Movement Animation Design Review

Hello,

I’ve been working in designing an animation system for a standard wasd movement scheme, and have been hitting a few struggles.
In this game, the perspective is top down (think isometric) and the character is always looking at the mouse.

What does this mean for animations?
Well it means that w doesn’t always mean walking forward. w could mean that we’re walking left, because the character is looking to the right.

The problem then becomes, how do we solve this for animations?
My solution was to use a blend space based on speed and direction.
Through much trial and error, it looks somewhat reasonable.

One thing I’ve been heavily struggling on is getting the blends to not feel so chaotic or rigid sometimes. What do I mean? Well, if I do a bunch of abrupt direction changes, sometimes the animation seems to snap to the middle of another animation, or they don’t appear to quite blend right.

At the moment this blend space pretty much handles all animations.
Even if it were a state machine, it would be one state.

So I suppose I’m looking for some advice, am I doing something wrong, or could this be improved?

I’m going to include more details in a few follow-up replies.

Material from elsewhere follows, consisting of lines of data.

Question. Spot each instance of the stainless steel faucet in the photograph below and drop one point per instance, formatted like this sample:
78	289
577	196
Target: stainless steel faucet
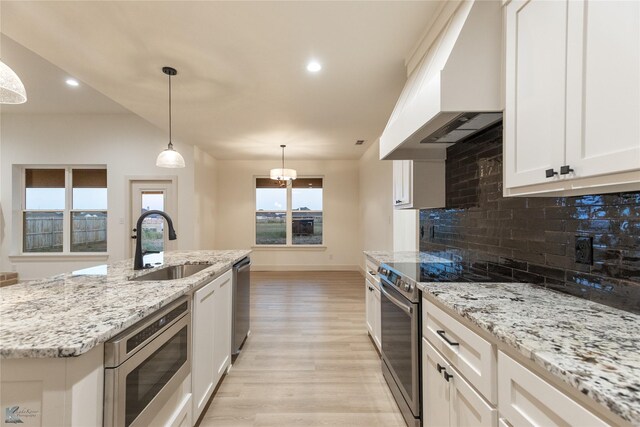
138	263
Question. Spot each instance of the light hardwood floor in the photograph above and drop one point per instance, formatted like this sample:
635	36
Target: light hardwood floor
308	361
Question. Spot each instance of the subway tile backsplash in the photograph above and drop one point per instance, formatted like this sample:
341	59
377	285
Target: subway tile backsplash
533	239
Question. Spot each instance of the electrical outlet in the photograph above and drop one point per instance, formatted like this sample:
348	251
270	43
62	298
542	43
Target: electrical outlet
584	250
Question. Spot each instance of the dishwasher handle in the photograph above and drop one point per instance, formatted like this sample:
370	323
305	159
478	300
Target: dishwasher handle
242	264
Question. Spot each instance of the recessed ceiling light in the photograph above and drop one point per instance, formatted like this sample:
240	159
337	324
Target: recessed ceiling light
314	66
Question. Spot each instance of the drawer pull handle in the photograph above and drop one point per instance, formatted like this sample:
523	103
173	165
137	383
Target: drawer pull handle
451	343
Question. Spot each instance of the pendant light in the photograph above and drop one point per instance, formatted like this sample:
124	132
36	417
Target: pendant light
283	174
170	158
11	88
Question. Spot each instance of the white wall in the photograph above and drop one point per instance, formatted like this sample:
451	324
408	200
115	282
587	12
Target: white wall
128	146
376	208
236	215
205	195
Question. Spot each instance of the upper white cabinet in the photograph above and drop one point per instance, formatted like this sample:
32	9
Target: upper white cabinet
418	184
572	97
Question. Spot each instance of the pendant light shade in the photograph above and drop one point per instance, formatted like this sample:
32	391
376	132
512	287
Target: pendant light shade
11	88
170	158
282	174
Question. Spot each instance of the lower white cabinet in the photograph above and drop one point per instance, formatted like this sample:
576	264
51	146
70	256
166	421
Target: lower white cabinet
449	400
525	399
211	353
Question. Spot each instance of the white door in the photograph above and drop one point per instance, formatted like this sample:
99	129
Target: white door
436	392
536	50
603	92
152	195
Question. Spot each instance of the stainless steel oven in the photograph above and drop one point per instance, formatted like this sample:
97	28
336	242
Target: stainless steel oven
146	364
400	326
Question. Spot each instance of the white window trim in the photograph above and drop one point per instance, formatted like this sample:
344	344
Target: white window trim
66	253
289	219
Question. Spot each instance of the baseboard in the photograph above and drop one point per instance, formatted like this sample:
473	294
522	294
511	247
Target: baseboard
279	267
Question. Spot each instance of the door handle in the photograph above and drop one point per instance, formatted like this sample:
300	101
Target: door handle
442	335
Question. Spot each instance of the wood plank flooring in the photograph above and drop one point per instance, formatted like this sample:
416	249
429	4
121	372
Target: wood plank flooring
308	361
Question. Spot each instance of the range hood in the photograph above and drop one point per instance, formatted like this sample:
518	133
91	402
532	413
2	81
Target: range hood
454	90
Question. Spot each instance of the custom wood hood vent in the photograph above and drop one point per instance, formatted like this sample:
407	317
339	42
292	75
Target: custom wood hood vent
453	89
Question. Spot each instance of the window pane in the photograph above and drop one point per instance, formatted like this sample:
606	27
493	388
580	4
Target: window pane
44	199
271	228
153	234
152	201
307	228
306	199
42	232
271	199
89	198
88	232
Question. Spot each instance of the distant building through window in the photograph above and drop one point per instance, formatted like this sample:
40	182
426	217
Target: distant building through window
290	214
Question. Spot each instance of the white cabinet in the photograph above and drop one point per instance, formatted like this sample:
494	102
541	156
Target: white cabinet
222	325
527	400
572	97
372	305
471	354
448	400
418	184
211	339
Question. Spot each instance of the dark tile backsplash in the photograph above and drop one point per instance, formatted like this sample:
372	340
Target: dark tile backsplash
533	239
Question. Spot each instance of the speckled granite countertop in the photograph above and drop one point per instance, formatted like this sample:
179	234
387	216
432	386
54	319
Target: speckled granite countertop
69	314
590	346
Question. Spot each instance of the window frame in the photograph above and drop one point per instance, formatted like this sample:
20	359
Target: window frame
67	212
289	217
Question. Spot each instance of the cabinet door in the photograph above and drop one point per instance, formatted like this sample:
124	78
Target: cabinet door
534	118
603	92
468	408
436	393
369	310
222	325
203	371
377	321
525	399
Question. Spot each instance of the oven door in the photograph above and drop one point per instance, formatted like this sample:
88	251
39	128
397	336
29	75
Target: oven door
139	387
400	322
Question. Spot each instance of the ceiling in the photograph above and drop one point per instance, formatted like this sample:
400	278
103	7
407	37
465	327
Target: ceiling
242	87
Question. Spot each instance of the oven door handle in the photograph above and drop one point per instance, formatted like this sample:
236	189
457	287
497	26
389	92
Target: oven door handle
405	308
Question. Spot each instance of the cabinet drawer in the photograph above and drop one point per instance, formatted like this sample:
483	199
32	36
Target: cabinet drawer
371	272
525	399
473	356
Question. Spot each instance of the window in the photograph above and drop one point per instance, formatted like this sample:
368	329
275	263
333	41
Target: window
289	215
65	210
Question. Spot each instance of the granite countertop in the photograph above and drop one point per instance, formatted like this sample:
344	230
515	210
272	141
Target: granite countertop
590	346
69	314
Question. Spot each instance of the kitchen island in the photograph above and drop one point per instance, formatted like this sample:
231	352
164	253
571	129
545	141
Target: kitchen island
52	333
586	350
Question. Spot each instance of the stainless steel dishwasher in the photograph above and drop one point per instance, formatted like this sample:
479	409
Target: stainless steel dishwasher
241	303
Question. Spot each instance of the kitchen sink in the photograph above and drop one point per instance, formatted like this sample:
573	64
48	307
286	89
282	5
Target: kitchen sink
173	272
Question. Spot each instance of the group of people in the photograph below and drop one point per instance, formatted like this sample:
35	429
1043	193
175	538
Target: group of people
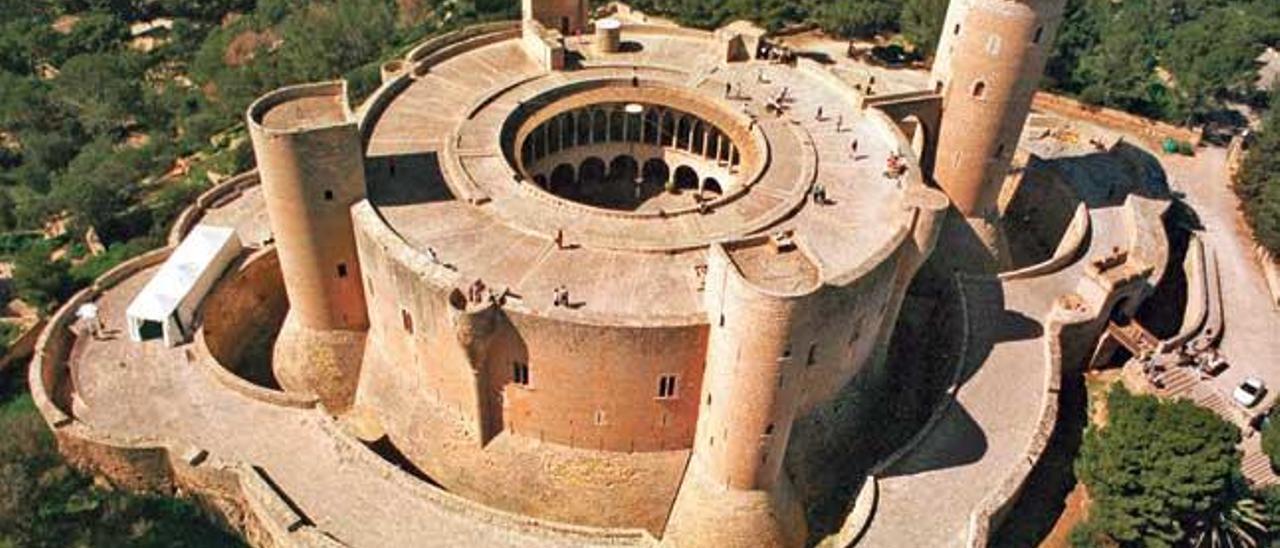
560	296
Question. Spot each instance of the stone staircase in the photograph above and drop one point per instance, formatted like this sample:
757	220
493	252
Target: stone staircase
1257	469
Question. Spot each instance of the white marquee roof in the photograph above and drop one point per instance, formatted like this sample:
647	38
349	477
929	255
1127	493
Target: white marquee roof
179	273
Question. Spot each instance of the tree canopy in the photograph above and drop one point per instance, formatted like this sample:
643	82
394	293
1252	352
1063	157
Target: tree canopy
1156	473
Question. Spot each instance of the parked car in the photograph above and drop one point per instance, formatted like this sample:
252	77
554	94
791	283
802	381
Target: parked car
1249	392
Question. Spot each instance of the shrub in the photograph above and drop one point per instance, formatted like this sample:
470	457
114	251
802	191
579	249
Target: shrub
1157	473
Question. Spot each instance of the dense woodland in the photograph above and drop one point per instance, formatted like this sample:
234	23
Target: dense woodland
95	117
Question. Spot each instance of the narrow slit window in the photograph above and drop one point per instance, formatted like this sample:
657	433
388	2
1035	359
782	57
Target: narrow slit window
520	373
667	387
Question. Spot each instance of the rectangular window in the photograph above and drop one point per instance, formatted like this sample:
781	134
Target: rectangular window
520	373
667	387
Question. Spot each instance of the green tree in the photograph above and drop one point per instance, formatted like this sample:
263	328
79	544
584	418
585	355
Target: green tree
922	22
40	281
104	90
1258	182
851	18
1157	471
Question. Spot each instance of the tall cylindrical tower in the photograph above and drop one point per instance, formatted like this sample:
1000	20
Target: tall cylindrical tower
735	491
311	164
991	56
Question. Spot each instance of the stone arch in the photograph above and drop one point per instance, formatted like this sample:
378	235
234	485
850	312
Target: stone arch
599	126
1120	311
624	169
656	172
567	129
699	140
584	127
668	128
553	135
562	177
712	185
713	144
653	127
592	172
682	132
686	178
617	126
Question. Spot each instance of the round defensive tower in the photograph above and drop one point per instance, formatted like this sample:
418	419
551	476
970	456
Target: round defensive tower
990	60
311	165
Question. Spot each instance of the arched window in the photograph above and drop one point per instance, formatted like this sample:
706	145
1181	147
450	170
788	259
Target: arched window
682	132
617	123
668	128
599	127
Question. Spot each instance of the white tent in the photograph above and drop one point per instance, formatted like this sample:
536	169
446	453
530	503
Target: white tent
168	304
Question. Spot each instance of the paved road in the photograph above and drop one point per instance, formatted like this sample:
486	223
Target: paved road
1251	338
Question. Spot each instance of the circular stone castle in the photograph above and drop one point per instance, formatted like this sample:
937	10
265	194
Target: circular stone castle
594	273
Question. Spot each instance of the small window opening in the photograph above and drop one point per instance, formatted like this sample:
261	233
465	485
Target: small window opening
520	373
667	387
407	322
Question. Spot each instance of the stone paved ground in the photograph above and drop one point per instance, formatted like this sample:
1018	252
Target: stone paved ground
1251	338
151	391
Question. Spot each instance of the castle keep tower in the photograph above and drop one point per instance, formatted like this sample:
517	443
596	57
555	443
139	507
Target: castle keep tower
565	16
988	65
311	165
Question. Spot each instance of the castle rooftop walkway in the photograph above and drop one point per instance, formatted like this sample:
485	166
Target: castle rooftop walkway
444	126
963	464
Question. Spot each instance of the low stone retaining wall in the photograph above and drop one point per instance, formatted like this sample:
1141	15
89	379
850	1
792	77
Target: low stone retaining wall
1068	250
1151	131
23	346
1271	272
1063	327
216	196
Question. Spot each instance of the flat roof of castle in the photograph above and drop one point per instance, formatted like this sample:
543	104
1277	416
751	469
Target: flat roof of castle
455	191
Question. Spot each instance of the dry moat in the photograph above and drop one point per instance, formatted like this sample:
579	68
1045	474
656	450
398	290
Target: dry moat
600	282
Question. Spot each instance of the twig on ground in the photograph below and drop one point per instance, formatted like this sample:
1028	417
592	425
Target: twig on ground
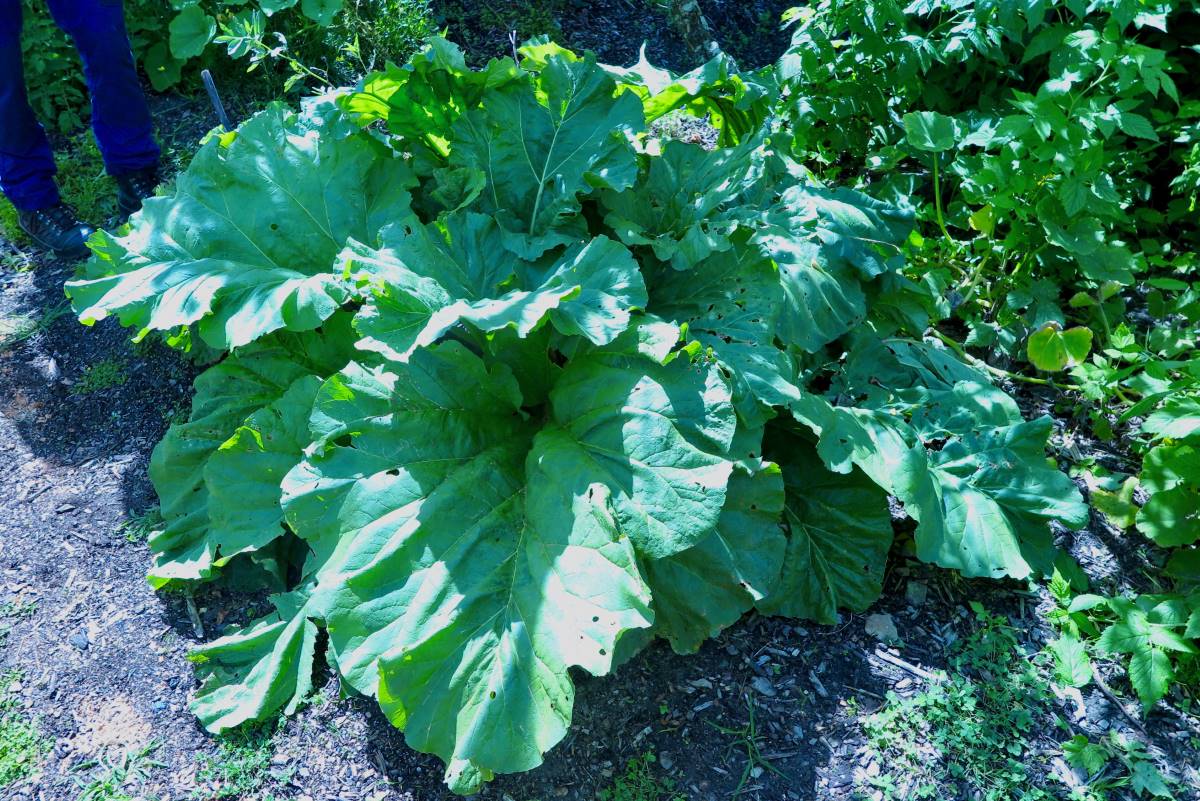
1116	702
895	661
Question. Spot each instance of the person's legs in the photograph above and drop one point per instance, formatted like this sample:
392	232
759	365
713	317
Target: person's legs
27	163
119	113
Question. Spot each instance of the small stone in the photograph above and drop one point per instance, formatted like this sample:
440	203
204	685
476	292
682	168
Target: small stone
882	627
761	685
916	594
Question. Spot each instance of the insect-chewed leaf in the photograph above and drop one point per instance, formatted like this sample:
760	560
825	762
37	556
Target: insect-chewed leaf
731	302
839	535
268	383
981	500
1171	476
539	146
700	591
249	241
460	272
429	480
679	205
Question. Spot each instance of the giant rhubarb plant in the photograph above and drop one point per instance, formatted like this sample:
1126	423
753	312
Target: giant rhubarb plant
514	385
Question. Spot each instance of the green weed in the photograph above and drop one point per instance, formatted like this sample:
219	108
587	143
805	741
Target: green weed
103	374
1114	764
639	783
115	775
19	327
139	527
975	728
22	746
240	766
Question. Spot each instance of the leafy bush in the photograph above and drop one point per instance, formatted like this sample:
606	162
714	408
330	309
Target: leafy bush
341	38
514	386
1049	152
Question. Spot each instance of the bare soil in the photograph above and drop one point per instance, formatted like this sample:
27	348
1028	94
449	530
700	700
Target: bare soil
103	658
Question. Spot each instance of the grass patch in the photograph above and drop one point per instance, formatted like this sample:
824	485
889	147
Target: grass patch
139	527
970	735
83	184
103	374
240	766
640	783
115	776
22	746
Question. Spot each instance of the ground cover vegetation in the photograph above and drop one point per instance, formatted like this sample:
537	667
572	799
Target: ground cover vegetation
505	383
1050	154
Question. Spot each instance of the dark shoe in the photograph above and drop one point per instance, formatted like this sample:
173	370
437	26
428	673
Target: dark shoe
132	188
55	228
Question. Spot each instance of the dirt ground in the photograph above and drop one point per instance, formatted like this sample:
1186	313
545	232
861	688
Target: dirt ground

I feel l like a video would be helpful, but wasn’t sure the best route to add one if that’s not against ToS.

Here’s a snapshot of my blendspace, you’ll notice there are 8 directions that each have a specific running animation.
Starting at 0 speed, it’s a copied idle animation, then as we go to the top speed 600 the running animations are selected. 500 was actually selected because it seemed to look slightly better for smoothing.

I have tried toying with many settings, but this is the best I’ve gotten so far.

Things tried:

  • Smoothing time, and smoothing types with various ratios.
  • Wrapping and snapping to the grids with both inputs. The current settings look the best.
  • A big improvement was when I removed walking animations (Which sat around 200 speed), this cleared up a lot of the jarring blends.
  • Creating a state machine that changes states if it detects a direction change, which all pointed to the same blend space. I figured this might be able to leverage the sync frames.
  • Needless to say the above involved me trying to set up syncs in the animation, never really got good results.

Here’s the state machine (this felt very hacky) that attempted to leverage footstep syncs.
Unfortunately I don’t even know if it worked because things still looked the same after trying this.

Each state was simply the blend space.